The “arrest” may just be another publicity stunt for Tischler, however, a serial failed candidate in local Democratic politics who reinvented himself in recent months as an incendiary opponent of public mandates intended to contain the pandemic. The NYPD said in a statement to The Daily Beast that a joint probe with the district attorney’s office into the Wednesday incident remains ongoing.

“We are working closely with our partners at Brooklyn D.A. and this matter is the subject of an active investigation,” said Detective Sophia Mason.

Tischler regularly broadcasts his views—along with his confrontations with city inspectors and his refusal to wear a mask—on social media and through his “Just Enough Heshy” program on Facebook and Youtube.

Amid the first wave of demonstrations on Tuesday, in which another local man was attacked by a mob, Tischler was recorded shouting to the crowd: “You are my soldiers! We are at war!” He was also photographed posing with members of the police force.

The eruptions in the neighborhood of Borough Park, the heart of New York City’s religious Jewish community and the core of a new COVID-19 cluster, have come in response to Gov. Andrew Cuomo’s decision this week to shutter religious schools and limit synagogue attendance.The police response to the aforementioned violence and masses of unmasked people in the streets has remained muted, and there have been as yet no arrests or summonses issued in response.

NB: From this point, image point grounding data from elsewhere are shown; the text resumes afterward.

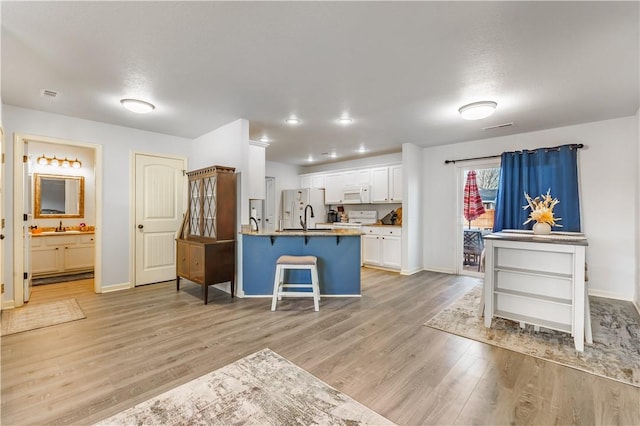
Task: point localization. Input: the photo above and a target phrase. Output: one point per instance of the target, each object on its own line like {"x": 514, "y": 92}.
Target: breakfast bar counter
{"x": 338, "y": 253}
{"x": 538, "y": 280}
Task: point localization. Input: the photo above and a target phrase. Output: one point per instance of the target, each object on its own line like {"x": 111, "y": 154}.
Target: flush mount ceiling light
{"x": 477, "y": 110}
{"x": 293, "y": 121}
{"x": 137, "y": 106}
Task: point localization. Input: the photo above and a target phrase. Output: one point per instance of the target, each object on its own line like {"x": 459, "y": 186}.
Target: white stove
{"x": 357, "y": 218}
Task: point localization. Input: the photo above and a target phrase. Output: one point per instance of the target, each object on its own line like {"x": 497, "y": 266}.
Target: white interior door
{"x": 159, "y": 208}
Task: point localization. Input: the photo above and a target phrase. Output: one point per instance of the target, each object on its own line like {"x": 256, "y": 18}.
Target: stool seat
{"x": 297, "y": 260}
{"x": 280, "y": 288}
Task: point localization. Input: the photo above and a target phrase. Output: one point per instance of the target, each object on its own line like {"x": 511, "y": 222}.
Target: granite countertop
{"x": 53, "y": 233}
{"x": 310, "y": 233}
{"x": 570, "y": 238}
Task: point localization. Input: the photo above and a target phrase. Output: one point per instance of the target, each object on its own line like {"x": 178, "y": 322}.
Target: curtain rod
{"x": 571, "y": 146}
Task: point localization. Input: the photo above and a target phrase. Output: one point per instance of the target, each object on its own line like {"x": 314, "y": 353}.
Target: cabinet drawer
{"x": 86, "y": 239}
{"x": 560, "y": 288}
{"x": 533, "y": 260}
{"x": 531, "y": 310}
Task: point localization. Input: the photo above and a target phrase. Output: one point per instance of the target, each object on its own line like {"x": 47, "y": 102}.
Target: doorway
{"x": 475, "y": 220}
{"x": 159, "y": 196}
{"x": 27, "y": 150}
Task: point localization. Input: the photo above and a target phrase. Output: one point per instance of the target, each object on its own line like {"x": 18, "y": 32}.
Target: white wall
{"x": 118, "y": 143}
{"x": 286, "y": 177}
{"x": 608, "y": 181}
{"x": 378, "y": 160}
{"x": 412, "y": 208}
{"x": 637, "y": 191}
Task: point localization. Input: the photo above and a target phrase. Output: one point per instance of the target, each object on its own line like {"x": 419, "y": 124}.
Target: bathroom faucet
{"x": 304, "y": 222}
{"x": 254, "y": 221}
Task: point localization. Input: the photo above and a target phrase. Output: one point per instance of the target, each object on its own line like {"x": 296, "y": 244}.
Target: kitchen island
{"x": 338, "y": 253}
{"x": 538, "y": 280}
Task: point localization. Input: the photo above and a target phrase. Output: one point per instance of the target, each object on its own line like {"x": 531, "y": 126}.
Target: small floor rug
{"x": 31, "y": 317}
{"x": 62, "y": 278}
{"x": 615, "y": 352}
{"x": 260, "y": 389}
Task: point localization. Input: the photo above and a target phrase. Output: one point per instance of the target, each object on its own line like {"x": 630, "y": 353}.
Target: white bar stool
{"x": 296, "y": 262}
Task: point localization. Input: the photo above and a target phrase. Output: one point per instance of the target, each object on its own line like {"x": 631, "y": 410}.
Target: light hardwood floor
{"x": 138, "y": 343}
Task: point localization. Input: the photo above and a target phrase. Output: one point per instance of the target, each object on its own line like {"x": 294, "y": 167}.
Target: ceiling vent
{"x": 499, "y": 126}
{"x": 47, "y": 93}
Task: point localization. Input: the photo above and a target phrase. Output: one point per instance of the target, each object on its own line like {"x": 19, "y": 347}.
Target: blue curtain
{"x": 535, "y": 172}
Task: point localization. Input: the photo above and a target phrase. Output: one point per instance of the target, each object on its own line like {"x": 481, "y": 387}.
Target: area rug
{"x": 260, "y": 389}
{"x": 615, "y": 352}
{"x": 30, "y": 317}
{"x": 62, "y": 278}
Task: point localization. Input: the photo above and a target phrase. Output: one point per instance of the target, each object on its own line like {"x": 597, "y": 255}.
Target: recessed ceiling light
{"x": 137, "y": 106}
{"x": 477, "y": 110}
{"x": 293, "y": 121}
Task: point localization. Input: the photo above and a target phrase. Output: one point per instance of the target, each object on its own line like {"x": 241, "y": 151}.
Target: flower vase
{"x": 541, "y": 228}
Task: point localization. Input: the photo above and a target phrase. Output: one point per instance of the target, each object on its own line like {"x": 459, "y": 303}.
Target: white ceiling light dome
{"x": 477, "y": 110}
{"x": 138, "y": 106}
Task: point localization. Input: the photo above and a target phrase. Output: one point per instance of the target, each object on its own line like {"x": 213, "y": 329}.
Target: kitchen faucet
{"x": 254, "y": 221}
{"x": 304, "y": 222}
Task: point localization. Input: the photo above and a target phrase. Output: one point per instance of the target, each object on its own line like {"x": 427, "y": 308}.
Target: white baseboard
{"x": 440, "y": 270}
{"x": 115, "y": 287}
{"x": 411, "y": 271}
{"x": 8, "y": 304}
{"x": 608, "y": 295}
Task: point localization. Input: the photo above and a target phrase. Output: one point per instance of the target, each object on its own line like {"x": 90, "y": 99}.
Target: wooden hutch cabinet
{"x": 206, "y": 246}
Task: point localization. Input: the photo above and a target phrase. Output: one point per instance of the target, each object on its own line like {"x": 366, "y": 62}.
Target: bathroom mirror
{"x": 58, "y": 196}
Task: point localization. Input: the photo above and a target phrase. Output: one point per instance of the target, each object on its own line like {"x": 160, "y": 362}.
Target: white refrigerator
{"x": 294, "y": 202}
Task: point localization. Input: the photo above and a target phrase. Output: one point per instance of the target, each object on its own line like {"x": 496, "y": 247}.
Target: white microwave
{"x": 358, "y": 194}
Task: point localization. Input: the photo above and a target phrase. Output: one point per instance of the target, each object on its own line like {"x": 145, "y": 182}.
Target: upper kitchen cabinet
{"x": 312, "y": 181}
{"x": 386, "y": 184}
{"x": 257, "y": 170}
{"x": 357, "y": 178}
{"x": 333, "y": 188}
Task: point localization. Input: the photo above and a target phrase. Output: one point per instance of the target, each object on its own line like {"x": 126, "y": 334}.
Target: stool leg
{"x": 276, "y": 287}
{"x": 316, "y": 288}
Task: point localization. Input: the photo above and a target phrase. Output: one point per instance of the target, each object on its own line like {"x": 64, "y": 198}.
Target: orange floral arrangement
{"x": 542, "y": 209}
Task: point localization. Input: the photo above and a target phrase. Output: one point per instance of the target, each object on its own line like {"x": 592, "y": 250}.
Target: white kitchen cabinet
{"x": 257, "y": 170}
{"x": 333, "y": 188}
{"x": 62, "y": 254}
{"x": 380, "y": 185}
{"x": 381, "y": 246}
{"x": 395, "y": 184}
{"x": 386, "y": 184}
{"x": 357, "y": 177}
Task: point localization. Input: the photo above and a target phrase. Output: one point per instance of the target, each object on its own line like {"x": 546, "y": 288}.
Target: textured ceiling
{"x": 401, "y": 70}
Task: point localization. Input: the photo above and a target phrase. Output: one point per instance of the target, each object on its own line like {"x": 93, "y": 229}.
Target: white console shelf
{"x": 538, "y": 280}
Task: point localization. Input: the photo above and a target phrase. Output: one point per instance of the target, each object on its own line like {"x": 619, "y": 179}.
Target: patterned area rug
{"x": 260, "y": 389}
{"x": 31, "y": 317}
{"x": 62, "y": 278}
{"x": 615, "y": 352}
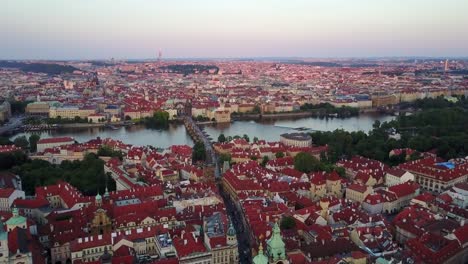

Mayor Bill de Blasio, however, promised action in Kornbluh’s case would be forthcoming soon in a radio interview Friday morning.

“An arrest is expected in that case shortly,” he said, citing a recent conversation with NYPD Commissioner Dermot Shea.

Eugene O’Donnell, a former Brooklyn cop and prosecutor who now serves as a professor at John Jay College of Criminal Justice in Manhattan, noted that the Borough Park community is one of several with a “convoluted” relationship with the police. He noted a 1978 incident in which hundreds of Hasidim, outraged over a recent murder, stormed the local NYPD stationhouse and injured 62 officers.

“In that community there has been a lot of exceptional decision-making and unusual decision-making,” said O’Donnell. “It’s even more pronounced in this era where everything is more fractious.”

The attorney and academic was careful to note that the neighborhood was “not a monolith,” but called on the mayor and Brooklyn D.A. to use the powers of their offices to take decisive action.

Kornbluh, who writes for Jewish Insider, declined to remark on Tischler’s tweet or the possibility of his arrest due to the ongoing investigation. He did, however, voice hope that his assault would result in consequences.

“I have faith in the process,” said Kornbluh. “Hopefully those who are responsible for inciting violence and those who perpetrate it will pay a price.”

If Tischler faces charges, it will not be his first brush with the law. A jury convicted him in 2013 for his role in a “massive immigration fraud” scheme in which he falsely represented to federal authorities that he intended to hire foreign nationals so as to secure them legal residency in the United States.